"Yarın kar yağışı varmış."
Adanalı yaz bittiğinden beri ortalama her gün bunu söylüyor, geceye kadar camın önünde kar yağmasını bekliyor yağmadığını görüncede iç çekerek yatağına uzanıp uyuyordu.
Küçüklüğünden beri Adana gibi sıcak bir yerde olduğu için hiç kar görmemişti, dolu dolu bir kar yani.
"İnşallah yağar be Adanalı." normalde dünden beri sinirli gezsemde etrafta arkadaşımın masumiyet akan konuşmasına ters tepki veremedim.
"Ya bu Gökhan Komutan'a beni yazıcı diye öneren kişinin götünü sikeyim ben." dedi Erzincanlı söylene söylene oturduğumuz ağacın önüne gelirken. Benden bahsettiği için dikleştim, tabi onun bundan haberi yoktu.
"Noldu?" diye sordum.
"Lan ne olacak? Sürekli iş veriyor yoruldum tükendim amına koyayım." iyi ki ben gitmemiştim yanına. "Eğitimleri özledim ulan, daha az yorucu yemin ederim."
"İş işte ne yapacaksın Ahmet, bak ben el arabası taşıdım kaç gün." o günlerde iyi dalga geçmişlerdi.
Erzincanlı kaşları çatık, büyük bir öfkeyle dururken aniden sırıttı ve büyük bir kahkaha attı. Muhtemelen aklına gelmişti şerefsizin, bu sefer ben kaşlarımı çattım ve yanımda duran iki küçük taşı kucağına fırlattım.

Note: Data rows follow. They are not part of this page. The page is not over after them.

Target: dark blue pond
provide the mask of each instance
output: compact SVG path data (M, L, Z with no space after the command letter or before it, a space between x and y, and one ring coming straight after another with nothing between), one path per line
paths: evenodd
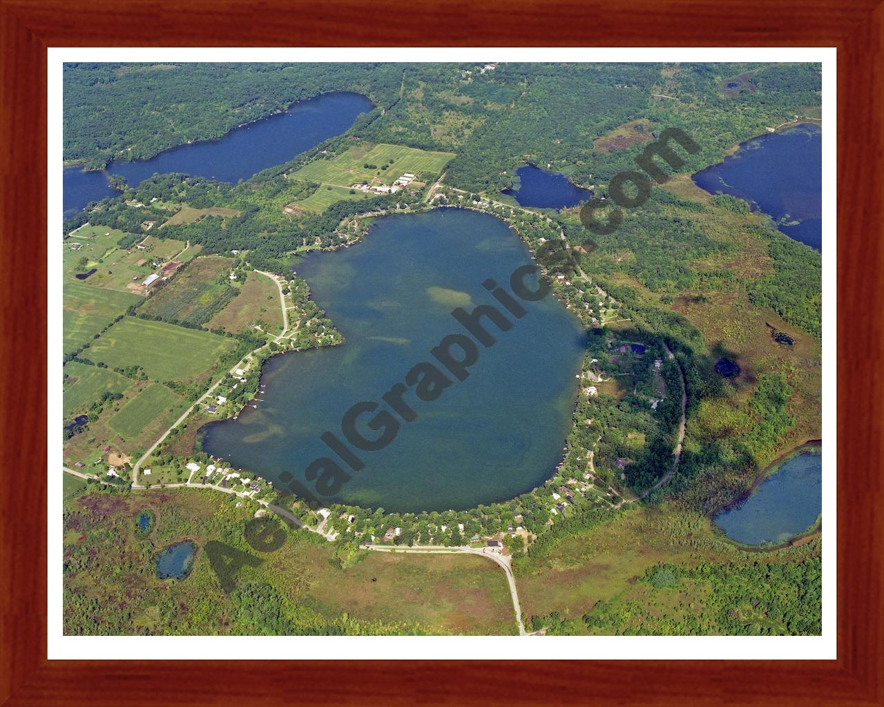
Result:
M149 160L113 162L105 171L68 167L65 170L65 214L119 194L108 184L111 174L121 174L130 186L137 186L155 173L172 171L235 184L347 132L360 114L372 108L371 102L359 94L326 94L236 128L219 140L181 145Z
M183 580L190 574L194 552L196 544L189 540L170 545L156 557L156 576L161 580Z
M795 240L822 250L822 131L804 124L744 142L694 175L710 194L729 194L769 214Z
M378 218L363 241L311 254L297 273L344 344L271 359L259 407L210 423L203 449L274 483L291 472L312 492L308 465L334 456L320 436L341 437L347 408L381 400L419 362L438 363L431 350L466 331L452 311L493 303L483 283L508 289L514 270L530 262L505 222L457 209ZM417 417L387 418L395 439L359 452L365 468L330 500L396 512L466 509L549 478L571 428L586 334L552 295L522 304L527 314L508 317L508 331L483 318L496 343L479 346L469 377L448 377L438 399L419 399L408 379L404 399ZM372 419L362 415L360 429L377 438L367 428Z
M822 455L803 452L781 465L715 525L748 545L785 543L813 525L822 510Z
M575 186L564 174L541 170L533 164L520 167L518 189L505 189L503 194L514 196L522 206L538 209L567 209L588 201L589 189Z

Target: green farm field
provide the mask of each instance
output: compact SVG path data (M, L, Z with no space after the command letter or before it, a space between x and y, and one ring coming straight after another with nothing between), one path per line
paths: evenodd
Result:
M132 381L115 371L76 361L65 366L65 373L69 376L65 384L65 416L86 412L104 393L121 393L132 384Z
M141 366L157 381L185 380L213 368L234 346L209 331L127 316L89 347L88 357L112 369Z
M131 293L92 287L73 281L65 283L63 349L76 351L141 298Z
M367 198L368 194L365 192L357 191L355 194L350 194L350 189L344 186L333 186L331 184L324 184L302 201L295 201L294 204L300 206L301 209L306 209L308 211L319 213L338 201Z
M180 395L155 383L129 400L108 424L124 439L134 439L160 415L174 417L184 404Z
M418 178L422 175L436 176L454 156L451 152L432 152L404 145L381 143L368 148L368 145L360 145L331 160L315 160L293 176L339 186L349 186L371 179L392 184L405 172L416 174ZM393 160L392 164L391 159ZM375 164L377 169L366 169L365 164ZM389 167L381 170L385 164L389 164Z
M259 565L240 568L226 594L205 548L214 540L255 555L242 528L260 507L255 502L194 489L116 494L109 502L99 492L77 490L65 500L66 529L80 528L65 535L65 550L74 556L74 568L65 575L65 629L72 634L499 635L516 630L506 577L483 558L362 551L343 565L332 544L286 529L283 545L263 553ZM99 516L92 509L102 503ZM146 508L156 525L149 537L139 538L133 519ZM81 535L87 539L77 542ZM156 579L149 558L185 537L199 548L191 574L182 581ZM121 582L134 589L120 592ZM86 612L79 609L82 597L112 610ZM273 601L262 600L267 597Z

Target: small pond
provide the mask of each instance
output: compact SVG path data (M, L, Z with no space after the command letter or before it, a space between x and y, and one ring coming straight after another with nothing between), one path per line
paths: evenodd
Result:
M190 574L195 553L196 544L191 540L169 545L156 556L156 576L161 580L183 580Z
M730 359L719 359L715 362L715 372L726 378L735 378L740 375L740 367Z
M731 540L747 545L785 543L807 530L822 511L822 455L802 452L784 461L743 501L714 519Z
M141 511L135 516L135 524L142 535L147 535L154 524L154 514L147 509Z
M592 192L571 184L564 174L541 170L533 164L516 171L516 189L503 194L514 196L522 206L538 209L568 209L588 201Z

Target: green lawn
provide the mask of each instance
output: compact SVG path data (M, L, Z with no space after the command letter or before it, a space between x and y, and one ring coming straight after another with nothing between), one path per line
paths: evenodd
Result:
M132 384L128 378L112 370L75 361L65 366L65 373L74 379L65 385L65 416L86 412L104 393L123 392Z
M164 322L127 316L88 349L88 358L112 369L141 366L157 381L184 380L214 367L232 339Z
M350 190L344 186L332 186L332 185L320 185L319 188L316 189L313 194L304 199L302 201L295 201L295 203L301 209L306 209L308 211L321 212L328 209L332 204L337 201L341 201L345 199L354 200L354 199L365 199L367 194L365 192L357 191L355 194L350 194Z
M165 385L155 383L127 402L108 424L125 439L133 439L164 412L177 412L184 399Z
M80 282L65 282L63 325L65 353L76 351L83 344L91 341L95 334L141 299L131 293L92 287Z
M368 150L367 147L360 145L350 148L347 152L331 160L314 160L298 170L293 176L339 186L349 186L352 184L370 181L372 179L380 179L385 184L392 184L405 172L415 174L418 179L422 176L427 179L435 177L454 156L451 152L431 152L407 148L404 145L381 143ZM392 164L391 159L393 160ZM377 168L366 169L363 166L365 164L374 164ZM388 168L381 170L385 164L388 164Z

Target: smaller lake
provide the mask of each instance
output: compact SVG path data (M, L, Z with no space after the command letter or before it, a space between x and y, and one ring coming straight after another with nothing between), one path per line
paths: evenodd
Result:
M89 201L119 194L108 177L121 174L137 186L154 174L184 172L235 184L346 133L374 104L360 94L339 92L294 103L288 110L235 128L218 140L192 142L161 152L149 160L112 162L104 171L67 167L64 175L65 215Z
M589 201L592 192L571 184L564 174L541 170L533 164L520 167L518 189L505 189L503 194L514 196L522 206L538 209L568 209Z
M729 194L774 217L790 239L822 250L822 131L801 124L743 142L693 176L710 194Z
M161 580L183 580L190 574L195 552L196 544L190 540L170 545L156 557L156 576Z
M747 545L785 543L807 530L822 511L822 455L801 453L784 461L743 503L714 523Z

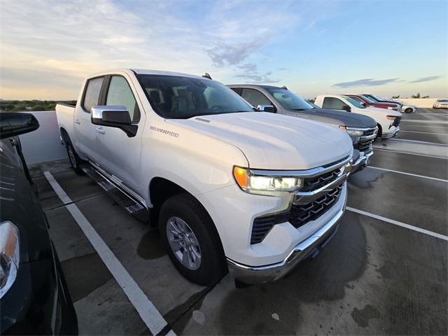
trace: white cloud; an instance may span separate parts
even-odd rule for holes
[[[261,68],[270,80],[265,48],[278,31],[300,24],[296,1],[215,3],[109,0],[4,2],[0,10],[0,97],[71,99],[81,78],[103,69],[136,67],[234,78],[234,66]],[[255,6],[256,5],[256,6]],[[291,7],[292,6],[292,7]],[[18,74],[28,74],[27,82]],[[33,76],[32,74],[36,75]],[[38,97],[43,85],[50,96]],[[19,76],[18,78],[22,78]],[[71,78],[73,89],[67,89]],[[246,77],[246,78],[248,78]],[[253,77],[255,78],[255,77]],[[21,92],[21,88],[26,88]],[[67,97],[67,92],[71,92]],[[19,97],[20,96],[20,97]]]

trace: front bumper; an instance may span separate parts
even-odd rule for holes
[[[355,174],[360,172],[370,163],[370,157],[373,155],[373,150],[370,152],[360,152],[359,157],[351,163],[351,170],[350,174]]]
[[[388,130],[389,132],[383,132],[381,135],[382,139],[392,139],[395,138],[400,132],[400,127],[396,127],[395,130]]]
[[[15,281],[0,300],[1,335],[78,335],[76,314],[55,256],[20,265]]]
[[[326,246],[336,233],[346,203],[346,193],[343,205],[336,214],[311,237],[294,247],[283,261],[265,266],[248,266],[227,258],[229,271],[235,279],[248,284],[271,282],[282,278],[300,261],[316,255]]]

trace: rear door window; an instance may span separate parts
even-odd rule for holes
[[[140,120],[140,110],[127,80],[121,76],[113,76],[107,91],[106,105],[126,106],[131,120]]]
[[[241,97],[255,107],[257,107],[258,105],[272,105],[272,103],[271,103],[267,97],[258,90],[243,89]]]
[[[83,108],[86,112],[90,113],[92,106],[98,105],[101,87],[103,85],[104,77],[97,77],[89,79],[85,85],[85,92],[83,101]]]
[[[330,110],[342,110],[342,107],[346,105],[341,99],[333,97],[326,97],[323,99],[322,108],[328,108]]]

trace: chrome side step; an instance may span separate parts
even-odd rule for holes
[[[119,188],[113,182],[96,170],[89,164],[81,166],[83,171],[93,178],[106,192],[125,209],[137,218],[146,222],[149,219],[149,210],[139,201]]]

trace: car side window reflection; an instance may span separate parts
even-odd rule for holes
[[[257,107],[258,105],[272,105],[272,103],[271,103],[266,96],[258,90],[243,89],[241,97],[255,107]]]
[[[140,110],[134,94],[126,79],[121,76],[113,76],[111,78],[106,105],[126,106],[133,122],[140,120]]]

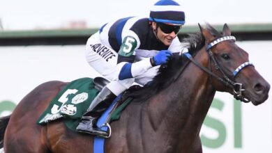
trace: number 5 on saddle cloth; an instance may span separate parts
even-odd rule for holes
[[[53,99],[46,111],[38,120],[37,124],[43,125],[50,121],[63,118],[66,127],[75,131],[81,117],[86,111],[91,102],[109,82],[102,77],[96,77],[93,79],[82,78],[70,82]],[[114,100],[96,124],[102,130],[109,131],[107,137],[109,137],[111,134],[111,129],[108,122],[118,120],[121,111],[132,99],[132,98],[128,98],[116,111],[112,111],[121,97],[120,95]],[[112,112],[112,113],[110,113]]]

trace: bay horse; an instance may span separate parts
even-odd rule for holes
[[[119,120],[112,122],[105,152],[202,152],[199,131],[216,91],[254,105],[267,99],[270,85],[235,44],[227,25],[222,33],[206,26],[199,25],[200,33],[183,40],[192,61],[174,56],[151,84],[128,94],[135,99]],[[54,81],[40,85],[10,116],[1,118],[5,153],[93,152],[93,137],[68,129],[61,120],[45,126],[36,123],[67,84]]]

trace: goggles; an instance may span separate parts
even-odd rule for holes
[[[179,33],[181,27],[181,26],[172,26],[172,25],[169,25],[163,23],[157,23],[157,24],[158,26],[160,27],[160,30],[162,30],[162,31],[166,34],[171,33],[173,31],[175,33],[175,34],[176,34]]]

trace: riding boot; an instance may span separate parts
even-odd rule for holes
[[[81,118],[76,131],[93,135],[107,136],[106,131],[102,131],[96,126],[97,119],[109,106],[116,96],[107,87],[104,87],[91,103],[87,112]]]

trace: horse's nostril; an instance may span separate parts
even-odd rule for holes
[[[264,92],[264,87],[261,83],[258,83],[254,86],[254,90],[257,94],[261,95]]]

"Sarı komutan ya." dedi kahkahasının arasında. Diğerleri de gülüyordu.
"Kız kızdırdı yine benim sarı bebeyi." Sivaslı yanağımdan makas alıp hemen yanıma bağdaş kurup oturduğunda elimi yüzüme atıp dokunduğu yeri sinirle sildim.
"Siktirin gidin."
"Lan benim ne suçum var?" Sivaslı gülerek söylendi.
"Siz iyice bokunu çıkardınız, önceden höst desem korkudan sıraya geçerdiniz. Hayırdır iki yumuşak tarafımı gösterdim diye çocuk mu bellediniz beni?" ne kadar ciddi konuşsamda karşımdaki insanlara etki etmedi.
"Evet, çocuksun." dedi Ankaralı.
"Höst!" dediğim anda birden hepsi ayağa fırladı. Kafamı kaldırıp esas duruşta duran adamlara anlamsızca bakındım.
"Aferin, adam olun." dedi kafamı sallayıp.
"Kalk Sarı Komutan," dedi Erzincalı mırıldanarak. "Ömer Komutan geliyor."
Omzumun üzerinden rahat bir tavırla arkaya bakındım, Ömer ve yazıcısı büyük ama acelesiz adımlarla yanımıza geliyordu. Sıkıntılı bir nefes alıp yerden destek alarak kalktım ve aynı bizimkiler gibi esas duruşa geçtim. Yüzümde umursamaz bir ifade vardı.
Ömer yanımıza geldiğinde ben kenarda durduğum için benimle göz teması kurmadı, asker topluluğuna baktı.
"İşiniz yok mu sizin lan?" dedi elini beline bağlayıp.
"Var komutanım," ve "Yok komutanım." lafları birbirine karıştı.
Var diyenler, yok diyenlere ters ters baktı.
"İyi, herkes işinin başına. Siz ikiniz akşam yemeği için yardıma gidin." dedi Sivaslı ve Ankaralıyı gösterirken.
"Emredersiniz komutanım." diye bağırdı ikisi, hepsi birden asker selamı verip dağılırken ben de kafamı eğip sürüme ayak uydurdum.
Tabi Ömer yüzünden durduruldum.
"Korkmaz, sen odama gel." dedi Ömer yanımdan geçip giderken.
Yazıcısıyla göz göze geldiğimde herhangi bir ters tepki veremedim.